To investigate the potential influence of broiler isolates in human clinical settings, 72 isolates carrying blaCMY-2 collected at the Swedish Institute for Communicable Disease Control (SMI) from clinical laboratories selected to mirror the sampling period for the broilers and six isolates from a 2009 point prevalence study were characterized [10] (Edquist P, Olsson Liljequst B, Tegmark Wisell K, Giske CG, Unpublished data ). Twenty-one of the isolates tested positive for the IncK plasmid and these were subjected to PFGE, with four found to be non-typeable (Table 1). None of the 17 typeable isolates clustered with broiler isolates (Fig. 1). Moreover, the human isolates had a higher heterogeneity than the broiler isolates, were generally resistant to a wider range of antimicrobials and carried more PR types. Through transformation, 20 isolates transferred blaCMY-2, 19 tested positive for IncK and one for IncI1. No other resistance phenotypes were transferred and the plasmids were in the same size-range as those from broilers, with one exception, a 200 kb plasmid. The study by Leverstein-van Hall et al. [11] clearly demonstrated a relationship between ESBL-producing isolates of broiler and human origin. In contrast, the Swedish human and broiler isolates with blaCMY-2 appeared very distinct both genotypically and phenotypically (Fig. 1), at least among the limited number investigated here. These results indicate that there has been very limited or no direct transmission of E. coli isolates in Sweden between broilers and humans. In addition, a point prevalence study that involved the majority of Swedish human clinical laboratories, performed in Sweden in 2009 by SMI, found that a minority (approximately 6%) of cephalosporin-resistant E. coli carried pAmpC (Edquist P, Olsson Liljequst B,Tegmark Wisell K, Giske CG, Unpublished data).

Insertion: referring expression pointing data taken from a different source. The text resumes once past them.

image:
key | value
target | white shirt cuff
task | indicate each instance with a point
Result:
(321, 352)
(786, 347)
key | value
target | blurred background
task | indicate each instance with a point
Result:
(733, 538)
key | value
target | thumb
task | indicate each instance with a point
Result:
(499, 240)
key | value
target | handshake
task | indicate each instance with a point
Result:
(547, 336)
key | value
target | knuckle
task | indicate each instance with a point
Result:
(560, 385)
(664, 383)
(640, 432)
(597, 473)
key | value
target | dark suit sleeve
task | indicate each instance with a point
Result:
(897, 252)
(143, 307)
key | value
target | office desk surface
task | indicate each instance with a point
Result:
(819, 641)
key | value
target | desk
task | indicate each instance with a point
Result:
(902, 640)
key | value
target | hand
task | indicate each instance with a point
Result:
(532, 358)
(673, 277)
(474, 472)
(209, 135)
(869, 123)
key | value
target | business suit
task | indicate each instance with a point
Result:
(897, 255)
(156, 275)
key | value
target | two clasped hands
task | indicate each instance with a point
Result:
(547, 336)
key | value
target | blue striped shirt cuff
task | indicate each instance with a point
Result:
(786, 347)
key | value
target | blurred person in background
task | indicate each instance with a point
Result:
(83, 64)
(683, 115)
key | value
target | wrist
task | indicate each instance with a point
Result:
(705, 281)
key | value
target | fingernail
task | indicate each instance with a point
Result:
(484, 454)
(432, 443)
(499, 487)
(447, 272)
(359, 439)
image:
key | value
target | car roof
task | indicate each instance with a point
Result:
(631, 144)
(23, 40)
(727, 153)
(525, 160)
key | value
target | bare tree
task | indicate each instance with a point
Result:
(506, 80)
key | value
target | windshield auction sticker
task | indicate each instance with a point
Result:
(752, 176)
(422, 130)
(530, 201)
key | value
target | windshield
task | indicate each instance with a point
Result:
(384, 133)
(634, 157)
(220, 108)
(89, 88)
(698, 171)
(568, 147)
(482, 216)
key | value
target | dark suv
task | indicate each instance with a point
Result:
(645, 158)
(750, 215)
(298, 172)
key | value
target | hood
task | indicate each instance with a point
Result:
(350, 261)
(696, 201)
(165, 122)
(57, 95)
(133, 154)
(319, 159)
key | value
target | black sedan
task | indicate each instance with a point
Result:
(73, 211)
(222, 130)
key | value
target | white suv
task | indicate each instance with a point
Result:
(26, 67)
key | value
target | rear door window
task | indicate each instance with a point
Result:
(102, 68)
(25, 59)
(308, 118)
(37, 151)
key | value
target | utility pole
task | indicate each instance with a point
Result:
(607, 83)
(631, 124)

Despite the differences in isolate level, it is possible that transmission of the plasmid has occurred. In earlier studies on human clinical isolates, blaCMY-2 has mainly been described on other RTs [12], although there is a recent example of dissemination of IncK-blaCMY-2 among E. coli isolates in intensive care units in Canada [13]. The prevalence of IncK-blaCMY-2 plasmids in Europe appears also to have increased in the broiler population over the last few years [14], which in the future may influence occurrence among humans. Overall, the potential transfer appears very limited in Sweden, as the E. coli isolates with IncK-blaCMY-2 constituted a clear minority of the human clinical isolates, whereas the combination is almost universal in isolates from broilers. A limitation of this study was the small number of isolates included and the lack of temporal or spatial linkages to the human isolates. However, it is unlikely that the combination of genes in the broiler population has changed markedly over time. In addition, continued surveillance has also shown that blaCMY-2 continues to dominate [8].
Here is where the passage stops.